The walk to the lake along a buttercup lined footpath with young lambs playing in the fields was a delightful start to the afternoon and it was truly good to be alive and out in the English countryside.

I set up a floating line and a team of imitative patterns, a gold-head PTN on the point, a buzzer on the middle dropper and a diawl bach on the top dropper. I was surprised just how far the reservoir had dropped since my last visit back on opening day on March 1st when the lake was full to the brim.

Wading out into the cool clear water I extended the line across the water. Paused to allow the flies to sink a little and started a slow figure of eight retrieve. I expected a pull at any second as I settled into the session. Swallows and martins swooped over the water and birdsong resonated all around.

I kept an eye on other anglers around the lake and caught sight of the occasional bent rod and flurry of foam as a fish neared the net.

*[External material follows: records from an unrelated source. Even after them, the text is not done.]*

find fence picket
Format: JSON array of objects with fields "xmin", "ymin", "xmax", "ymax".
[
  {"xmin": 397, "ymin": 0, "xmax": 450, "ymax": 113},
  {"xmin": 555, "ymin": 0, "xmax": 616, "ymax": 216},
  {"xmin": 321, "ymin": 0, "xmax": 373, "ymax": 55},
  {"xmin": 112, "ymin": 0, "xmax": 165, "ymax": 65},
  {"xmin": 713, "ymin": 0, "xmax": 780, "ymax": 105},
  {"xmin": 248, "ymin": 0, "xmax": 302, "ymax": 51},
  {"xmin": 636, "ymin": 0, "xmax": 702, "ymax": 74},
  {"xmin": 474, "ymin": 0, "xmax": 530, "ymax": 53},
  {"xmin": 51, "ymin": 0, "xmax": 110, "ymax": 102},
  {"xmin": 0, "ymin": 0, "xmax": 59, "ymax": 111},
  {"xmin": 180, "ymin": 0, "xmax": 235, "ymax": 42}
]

After about an hour starting the line zipped tight and a hard fighting rainbow of around 3lb posed for the camera.

I fished on optimistically changing the flies from time to time but sticking to the slow imitative approach because that is what I had expected to work.

Slowly as the afternoon slipped into evening I began to lose some of that early confidence. Whilst the occasional fish rose further out it was clear that the hoped for evening rise was not going to happen.

I should perhaps have changed to slow sink line and gone deeper with a lure but on this occasion I had perhaps become too content just enjoying the day going through the motions of fishing the fly.

I drove home as the sun set over Exmoor thinking of my return to the lake in the not to distant future.